FAR 9.108-5—Solicitation provision and contract clause.
Plain-English Summary
FAR 9.108-5 tells contracting officers exactly which inverted domestic corporation restrictions must be inserted into solicitations and contracts. It covers two specific prescription requirements: the solicitation representation at 52.209-2, Prohibition on Contracting with Inverted Domestic Corporations-Representation, and the contract clause at 52.209-10, Prohibition on Contracting with Inverted Domestic Corporations. The section applies to acquisitions of products or services, including construction, so it is not limited to one type of procurement. Its purpose is to ensure offerors represent their status up front and that the resulting contract contains the operative prohibition language. In practice, this section is a mandatory checklist item for contracting officers when preparing solicitations and awards, because omitting either the representation or the clause can create compliance problems and weaken the Government’s ability to enforce the restriction.
Key Rules
Include the representation provision
The contracting officer must include FAR 52.209-2 in every solicitation for products or services, including construction. This provision requires offerors to make the required representation regarding inverted domestic corporation status as part of the offer process.
Include the contract clause
The contracting officer must include FAR 52.209-10 in every solicitation and contract for products or services, including construction. This clause carries the substantive prohibition into the contract and makes the restriction enforceable after award.
Applies broadly to covered acquisitions
The requirement is not limited to a narrow category of buys; it applies to acquisitions of products, services, and construction. Contracting officers should treat it as a standard insertion requirement whenever the acquisition falls within the covered scope.

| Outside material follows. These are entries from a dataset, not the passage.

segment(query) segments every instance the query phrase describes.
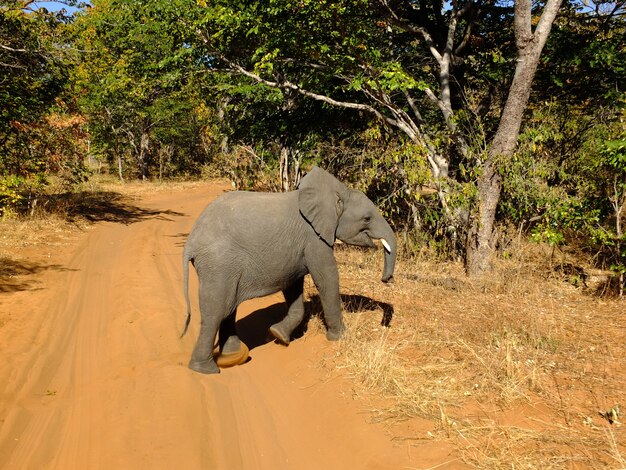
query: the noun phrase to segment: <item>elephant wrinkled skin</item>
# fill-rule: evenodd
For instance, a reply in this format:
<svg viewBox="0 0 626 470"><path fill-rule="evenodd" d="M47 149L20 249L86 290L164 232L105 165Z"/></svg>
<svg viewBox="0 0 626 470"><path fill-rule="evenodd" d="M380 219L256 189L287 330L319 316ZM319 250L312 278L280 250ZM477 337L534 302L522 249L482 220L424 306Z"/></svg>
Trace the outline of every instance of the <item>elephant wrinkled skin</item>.
<svg viewBox="0 0 626 470"><path fill-rule="evenodd" d="M233 365L229 357L236 363L245 361L247 348L235 328L236 308L245 300L278 291L284 293L288 311L270 332L289 344L304 316L307 274L319 291L326 336L339 339L344 324L333 255L336 239L364 247L373 247L372 240L380 239L385 247L382 280L392 280L396 239L391 227L362 192L320 168L302 178L296 191L234 191L209 204L189 234L183 255L185 332L191 317L189 261L200 282L200 334L189 367L206 374L219 372L213 350L218 331L222 364Z"/></svg>

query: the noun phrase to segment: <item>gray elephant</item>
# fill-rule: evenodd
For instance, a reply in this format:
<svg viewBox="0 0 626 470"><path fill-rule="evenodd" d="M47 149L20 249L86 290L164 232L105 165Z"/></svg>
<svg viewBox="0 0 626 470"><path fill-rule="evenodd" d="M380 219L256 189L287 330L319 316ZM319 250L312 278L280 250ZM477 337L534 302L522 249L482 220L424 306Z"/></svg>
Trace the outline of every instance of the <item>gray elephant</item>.
<svg viewBox="0 0 626 470"><path fill-rule="evenodd" d="M257 193L234 191L208 205L196 221L183 255L187 321L191 318L189 261L200 282L200 334L189 367L205 374L220 366L245 362L248 348L235 328L237 306L248 299L282 291L288 311L270 327L284 344L302 322L304 276L317 286L327 327L326 337L338 340L344 324L339 275L333 255L335 240L385 248L383 282L393 279L394 233L365 194L349 189L326 171L313 168L296 191ZM219 331L219 352L214 352ZM218 358L216 363L215 357Z"/></svg>

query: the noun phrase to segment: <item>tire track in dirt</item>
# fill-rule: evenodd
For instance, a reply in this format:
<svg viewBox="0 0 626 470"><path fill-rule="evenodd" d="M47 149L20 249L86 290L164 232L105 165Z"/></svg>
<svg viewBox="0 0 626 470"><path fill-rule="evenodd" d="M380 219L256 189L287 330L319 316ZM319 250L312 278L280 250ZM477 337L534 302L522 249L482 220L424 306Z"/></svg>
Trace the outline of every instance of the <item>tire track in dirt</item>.
<svg viewBox="0 0 626 470"><path fill-rule="evenodd" d="M222 190L147 195L152 215L99 224L67 250L66 270L42 276L45 289L3 299L24 322L0 330L10 357L0 364L0 468L410 464L382 426L366 423L346 383L323 380L315 364L334 347L323 335L261 345L218 376L187 369L199 313L192 275L192 325L179 339L182 245ZM238 318L280 301L247 302Z"/></svg>

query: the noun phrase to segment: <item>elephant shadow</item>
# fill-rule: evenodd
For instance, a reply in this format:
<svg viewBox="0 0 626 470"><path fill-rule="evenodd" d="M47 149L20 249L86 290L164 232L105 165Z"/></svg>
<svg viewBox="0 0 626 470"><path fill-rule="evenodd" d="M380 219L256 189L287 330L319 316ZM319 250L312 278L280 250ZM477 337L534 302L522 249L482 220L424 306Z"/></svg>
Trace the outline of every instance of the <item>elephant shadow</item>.
<svg viewBox="0 0 626 470"><path fill-rule="evenodd" d="M381 310L380 324L385 327L391 324L394 314L394 308L391 304L355 294L341 294L341 302L346 313ZM246 343L250 350L271 343L274 341L274 337L269 333L269 328L274 323L281 321L285 315L287 315L287 304L285 302L255 310L244 318L237 320L237 335ZM292 340L304 336L309 321L313 317L321 318L322 321L324 318L322 303L318 295L314 295L304 303L304 319L293 331L291 335Z"/></svg>

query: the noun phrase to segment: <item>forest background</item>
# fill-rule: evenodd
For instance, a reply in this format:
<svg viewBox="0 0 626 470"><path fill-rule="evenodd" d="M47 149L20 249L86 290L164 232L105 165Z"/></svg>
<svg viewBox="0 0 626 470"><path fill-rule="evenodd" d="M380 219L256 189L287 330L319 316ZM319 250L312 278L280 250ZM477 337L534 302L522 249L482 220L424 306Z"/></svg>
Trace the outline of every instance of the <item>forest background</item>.
<svg viewBox="0 0 626 470"><path fill-rule="evenodd" d="M56 3L0 5L2 217L94 174L284 191L316 164L407 257L475 276L523 239L623 294L625 2Z"/></svg>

Separate solicitation and contract functions
The provision and clause serve different purposes and both are required. The provision is used to obtain the offeror’s representation before award, while the clause governs the contractor’s obligations under the awarded contract.
Responsibilities
Contracting Officer
Must insert FAR 52.209-2 into each solicitation for covered acquisitions and insert FAR 52.209-10 into each solicitation and resulting contract for covered acquisitions. The contracting officer is responsible for ensuring the correct text is included before issuance and award.
Offeror/Contractor
Must respond to the solicitation representation in accordance with FAR 52.209-2 and, once awarded a contract containing FAR 52.209-10, comply with the prohibition on contracting with inverted domestic corporations.
Agency
Must support contracting personnel with acquisition templates, clause libraries, and oversight processes that ensure the required provision and clause are consistently used in covered procurements.
Practical Implications
This is a mandatory clause-and-provision insertion rule, so contracting officers should verify both items are in the solicitation package before release and award.
A common pitfall is including the contract clause but forgetting the solicitation representation, or vice versa; FAR 9.108-5 requires both in the specified places.
Because the rule applies to products, services, and construction, teams should not assume construction solicitations are exempt.
Contracting officers should rely on approved solicitation templates and clause matrices to reduce the risk of omission.
Contractors should review the representation carefully and ensure internal compliance screening is current before submitting an offer.
Official Regulatory Text
The contracting officer shall- (a) Include the provision at 52.209-2 , Prohibition on Contracting with Inverted Domestic Corporations-Representation, in each solicitation for the acquisition of products or services (including construction); and (b) Include the clause at 52.209-10 , Prohibition on Contracting with Inverted Domestic Corporations, in each solicitation and contract for the acquisition of products or services (including construction).